Рюрик был в сомнении. Он и радовался тому, что между его людьми и словенами установились добрые отношения, и боялся этого. Убийство Сигура подействовало на его душу, как соль на рану, и князь мучил себя вопросами: "Что нужно в поселении словенам? Чего они вынюхивают? Чего ещё готовят? И кем они станут - друзьями или врагами?.."
Но каждый раз, как только он чувствовал очередной прилив злости, он останавливал себя. Озадаченно-молчаливые лица и проникновенно-сочувственные взгляды ладожан вызывали в нём и жалость, и ту сиротливую тоску, которой он так боялся, считая её предвестницей неминуемого горя. И он старался освободиться от этой тоски, старался гнать из души жалость и к себе, и к ладожанам. У кого из богов просить терпения и защиты? Кто из них сейчас ближе к нему, рарожскому риксу? Помоги, Святовит! Помоги, Радогост! Защити, Перун!.. А может, Руцинин Христос?.. А может, всему виной его смута?..
Рюрик вдруг вспомнил ответ отца на свой вопрос: "Кого из богов надо выше всех почитать?" - и своё потрясение отцовским заветом: "…Я бы очень хотел крикнуть тебе, сын, звонко и убедительно: "Почитай Перуна и Святовита", - но не могу забыть совет деда Бэрина: "Не держи возле себя того бога, который уже однажды помог тебе…" Что же до богов, сын, общайся почаще со жрецами, они ведают их тайны. А жизнь, как и боги, улыбается только смелым!.." - "Что ж, время, время и только время должно смирить душу, - хмуро думал Рюрик и успокаивал себя одной мыслью: - Придёт час, и все увидят, кто есть кто".
Дружинники хмурились, видя странное терпение князя, но понимали, что нынче по-другому нельзя.
Но вот настала осень, и дружинникам-рарогам впервые добросовестно выделили долю урожая. Счастливые и неуверенные, весёлые и грустные варяги разносили в льняных холщовых мешках зерно по домам, и каждый про себя признал мудрость своего князя: сила-то силой, а добро - добром!
А Рюрик решил в конце месяца серпеня побывать у Олафа с Унжей в Полоцке да у Триара в Изборске и поведать им свою печаль о Сигуре…
…Унжа плакала.
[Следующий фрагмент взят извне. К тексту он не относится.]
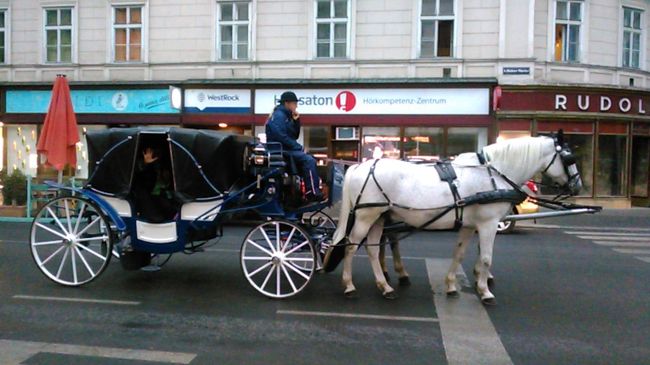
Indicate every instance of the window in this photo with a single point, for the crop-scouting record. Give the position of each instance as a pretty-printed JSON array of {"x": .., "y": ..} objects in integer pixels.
[
  {"x": 380, "y": 142},
  {"x": 58, "y": 35},
  {"x": 460, "y": 140},
  {"x": 436, "y": 28},
  {"x": 631, "y": 37},
  {"x": 3, "y": 37},
  {"x": 332, "y": 28},
  {"x": 423, "y": 143},
  {"x": 568, "y": 18},
  {"x": 233, "y": 30},
  {"x": 127, "y": 34}
]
Вдова Верцина так любила весь род Соколов-рарогов, что не могла представить себе смерть кого-то из них. А потеря такого умницы, как Сигур, потрясла её и напугала. Олаф горячился. Проклинал Гостомысла, разъединившего рарогов, и учуял хитрый расчёт Вадима Храброго. Осудил Рюрика за медлительность и осторожность.